Billy leapt out of bed that morning. His mother barely managed to get a bowl of cereal inside him before he ran out the front door, chasing after his older brother. The summer fair had run all week and now it was ending. The morning was hot and muggy, and the horizon threatened a thunderstorm.


The day started off with Billy finding a whole string of tickets on the ground on his walk to the fair. Elated, he looked around, made sure no one else was paying attention then picked up the tickets and began to count them out. There would be enough to last the day and immediately his mind went to all the extra games he could play and all the valuable items he might buy, like those handcuffs he saw next to the leather hats he wanted so badly.

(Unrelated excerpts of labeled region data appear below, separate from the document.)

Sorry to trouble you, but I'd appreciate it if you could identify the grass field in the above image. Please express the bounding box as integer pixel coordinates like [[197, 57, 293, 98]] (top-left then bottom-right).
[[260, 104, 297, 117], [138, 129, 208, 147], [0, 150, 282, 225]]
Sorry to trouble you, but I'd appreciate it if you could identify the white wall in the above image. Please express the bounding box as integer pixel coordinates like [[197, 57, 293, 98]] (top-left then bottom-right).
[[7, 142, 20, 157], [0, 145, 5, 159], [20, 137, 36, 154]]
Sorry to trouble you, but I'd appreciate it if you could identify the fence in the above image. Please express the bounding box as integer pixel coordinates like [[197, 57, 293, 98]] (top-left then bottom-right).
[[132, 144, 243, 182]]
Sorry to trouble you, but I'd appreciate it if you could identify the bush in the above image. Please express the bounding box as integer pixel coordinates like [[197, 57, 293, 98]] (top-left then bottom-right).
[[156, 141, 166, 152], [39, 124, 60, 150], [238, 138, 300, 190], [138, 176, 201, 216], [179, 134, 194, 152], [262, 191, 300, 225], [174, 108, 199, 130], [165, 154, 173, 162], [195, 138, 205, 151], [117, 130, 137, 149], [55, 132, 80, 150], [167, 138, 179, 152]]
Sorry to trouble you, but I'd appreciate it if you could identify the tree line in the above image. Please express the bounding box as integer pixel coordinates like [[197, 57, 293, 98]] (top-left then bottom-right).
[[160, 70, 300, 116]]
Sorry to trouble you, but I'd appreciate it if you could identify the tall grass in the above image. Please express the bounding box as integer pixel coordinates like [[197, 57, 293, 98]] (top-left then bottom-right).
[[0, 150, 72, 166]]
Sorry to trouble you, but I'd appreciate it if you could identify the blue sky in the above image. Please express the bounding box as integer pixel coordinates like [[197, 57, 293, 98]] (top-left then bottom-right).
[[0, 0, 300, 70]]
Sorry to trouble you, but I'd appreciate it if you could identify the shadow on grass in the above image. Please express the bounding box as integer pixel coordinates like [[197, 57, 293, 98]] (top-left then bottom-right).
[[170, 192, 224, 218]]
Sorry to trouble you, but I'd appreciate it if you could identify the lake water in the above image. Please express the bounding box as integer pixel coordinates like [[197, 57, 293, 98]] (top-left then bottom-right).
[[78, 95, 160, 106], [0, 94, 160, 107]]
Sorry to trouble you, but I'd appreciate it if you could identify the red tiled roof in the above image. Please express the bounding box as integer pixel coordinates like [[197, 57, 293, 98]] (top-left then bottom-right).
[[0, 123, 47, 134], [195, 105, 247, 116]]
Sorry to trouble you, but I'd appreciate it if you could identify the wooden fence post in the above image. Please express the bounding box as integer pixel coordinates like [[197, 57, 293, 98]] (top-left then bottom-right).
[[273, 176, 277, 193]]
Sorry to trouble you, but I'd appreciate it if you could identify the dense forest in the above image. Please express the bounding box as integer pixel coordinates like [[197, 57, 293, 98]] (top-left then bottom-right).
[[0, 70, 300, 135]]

He pocketed the tickets and ran up ahead to join his older brother and friends. He was young enough that he couldn’t go to the fair alone, but old enough that he knew better than to tell the older boys about his fortune with the found tickets. He smiled inside, gripping the tickets in his pocket as his older brother slapped him in the back of the head and told him not to waste their time.


That day was all about being efficient, for one, because it was the last day of the fair, but also because it was the night of The Big Pageant when the entire town gathered on the baseball diamond to watch the big show.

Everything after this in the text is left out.